Gazzetta. Ancelotti si gioca la panchina contro l’Udinese. Pronto Gattuso. Ecco la situazione

Napoli, bivio Ancelotti. A Udine vietato fallire. L’ombra di Gattuso. Il tecnico dovrà affidarsi a Lorenzo Insigne.

NAPOLI– La posizione di Ancelotti è fortemente compromessa e per risollevarsi ha bisogno dei tre punti. Ci vorrà una prestazione d’orgoglio da parte dei rivoltosi per tentare di ricompattare l’ambiente.

a vittoria in coppa Italia ha, invece, rigenerato l’Udinese che vuole capitalizzare al massimo il fattore campo.

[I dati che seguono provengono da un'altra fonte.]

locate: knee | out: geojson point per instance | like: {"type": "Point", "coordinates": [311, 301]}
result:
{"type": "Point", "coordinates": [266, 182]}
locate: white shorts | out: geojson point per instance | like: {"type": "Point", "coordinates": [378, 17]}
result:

ANCELOTTI, PANCHINA A RISCHIO

Secondo quanto riporta la “Gazzetta dello sport”, Ancelotti si gioca la panchina contro l’Udinese. Se non arriveranno i tre punti, alla Dacia Arena, la prima testa a cadere potrebbe essere quella di Carlo Ancelotti, il cui destino è strettamente collegato all’esito di questa partita.
È possibile che la decisione del presidente verrebbe rimandata a mercoledì, il giorno successivo all’impegno di Champions League, contro il Genk, che dovrebbe certificare il passaggio del Napoli agli ottavi di finale.
L’Europa, comunque, diverrà secondaria, perché poi se ne riparlerà a metà febbraio per ritrovarla.
Sa bene, Ancelotti, che il Napoli non vince da 8 partite (6 pareggi e 2 sconfitte) tra campionato e Champions. Il settimo posto attuale sta mortificando le aspettative di un’intera città. Una serie di negatività che hanno generato una lotta interna senza esclusione di colpi.
Una situazione che ha davvero dell’inverosimile, che ha condannato il popolo napoletano all’ilarità dei social che nulla gli hanno risparmiato.
Ancelotti, l’allenatore più vincente al mondo è prigioniero di uno spogliatoio che l’ha sfiduciato, contestandone i metodi di lavoro. Un qualcosa che non s’era mai visto prima e che sta diventando oggetto di studio da parte di chi dovrà valutare il tutto in sede di arbitrato e di giustizia ordinaria. Resta la delusione per come questa storia si stia avviando al termine.

NAPOLI, PRONTO GATTUSO

Ancelotti è a un passo dall’esonero, Rino Gattuso è pronto a subentrargli. L’allievo sostituirebbe il maestro con tanto di scuse ma con una gran voglia di rimettersi in gioco e di riportare il Napoli in zona Champions.
Perdere l’Europa che conta sarebbe un grave danno per i propositi futuri del club. Senza Champions il progetto perderebbe la sua importanza per mancanza di investimenti.

Stasera si capirà fino a che punto la fronda reggerà. Ancelotti dovrà affidarsi a Lorenzo Insigne, uno dei leader dello spogliatoio di quel gruppetto di contestatori. Il destino del tecnico dipenderà dall’impegno di chi ne ha con testato i metodi di lavoro.